- The Washington Times - Wednesday, April 27, 2011


It was more than a bit scary to learn last week that FBI agents working with U.S. prosecutors for the Southern District of New York raided the nation’s three largest online poker websites and unsealed indictments against 11 of their executives. Whatever one thinks of poker playing or gambling in general, it’s difficult to think of a justification for the cyberraids.

A look at the facts shows the raids were based on criminal charges that reasonable people might question, hurt law-abiding individuals and involve a serious misallocation of public-sector resources.

To begin with, the criminal charges levied against poker website proprietors - money laundering - seem questionable. The companies and executives did exactly the core business they said they did (operating online poker rooms), and they aren’t accused of cheating their customers. The charges against the website proprietors, if true, meet the legal definition of money laundering, but the underlying acts they engaged in - operating poker websites - aren’t bad for society or something that government should discourage.

Although the U.S. prosecutors are trying to push for serious criminal penalties, common sense suggests the appropriate sanctions for the types of violations involved here are civil fines and perhaps probation, not threatened jail time. Insofar as the website owners allegedly violated laws criminalizing online gambling, the laws are bad ones Congress should repeal.

The raids, furthermore, did their greatest damage to individuals who broke no laws. Even if a website somehow violates the law, merely playing the games it offers isn’t illegal under any section of the United States Code. As a result of the raids, however, people who deposited or earned money on the websites were for several days denied access to their accounts. Given that tens of thousands of Americans rely on poker to help pay living expenses, the attack seems particularly unjust.

Even if the serious questions of legality and fairness could be resolved, raids on online poker rooms wasted resources. Gambling of some sort is legal almost everywhere in the United States, and the 10 largest states all allow casinos. If there were a social consensus that gambling is wrong and ought to be limited - quite arguably, such a consensus existed in the United States as recently as the early 1980s - then efforts to stamp it out might be easier to justify.

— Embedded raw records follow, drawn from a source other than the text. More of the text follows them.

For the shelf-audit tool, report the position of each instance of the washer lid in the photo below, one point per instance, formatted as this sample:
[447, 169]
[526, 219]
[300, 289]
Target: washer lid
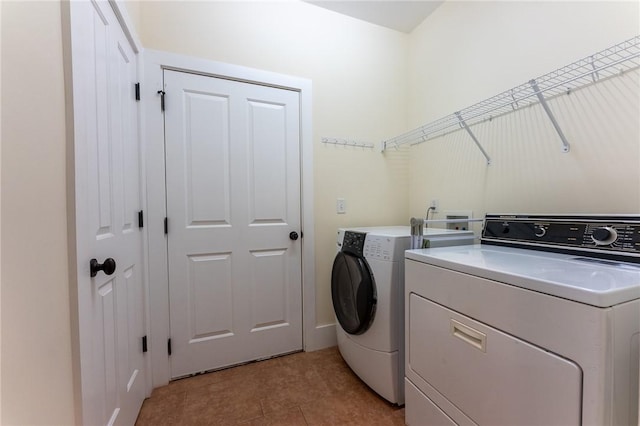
[587, 280]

But there’s no such consensus. In fact, gambling is widely accepted - major TV networks even televise poker tournaments.

On the other hand, dozens of outright scams flourish on the Internet, and major, widely agreed upon priorities such as tracking terrorists and catching Wall Street fraudsters could always use more resources.

The FBI and U.S. prosecutors made a mistake in conducting the raids. They have filed charges as a result of a bad law, have hurt productive, private citizens, and ought to be doing other things with their time. When the cases go to court, the best outcome for the country would be a dismissal with prejudice that forbids the charges from ever being filed again against the same individuals. Merely playing online poker is not a criminal act, and running a website that facilitates it shouldn’t be one, either.

Eli Lehrer is vice president of the Heartland Institute and director of its Washington office.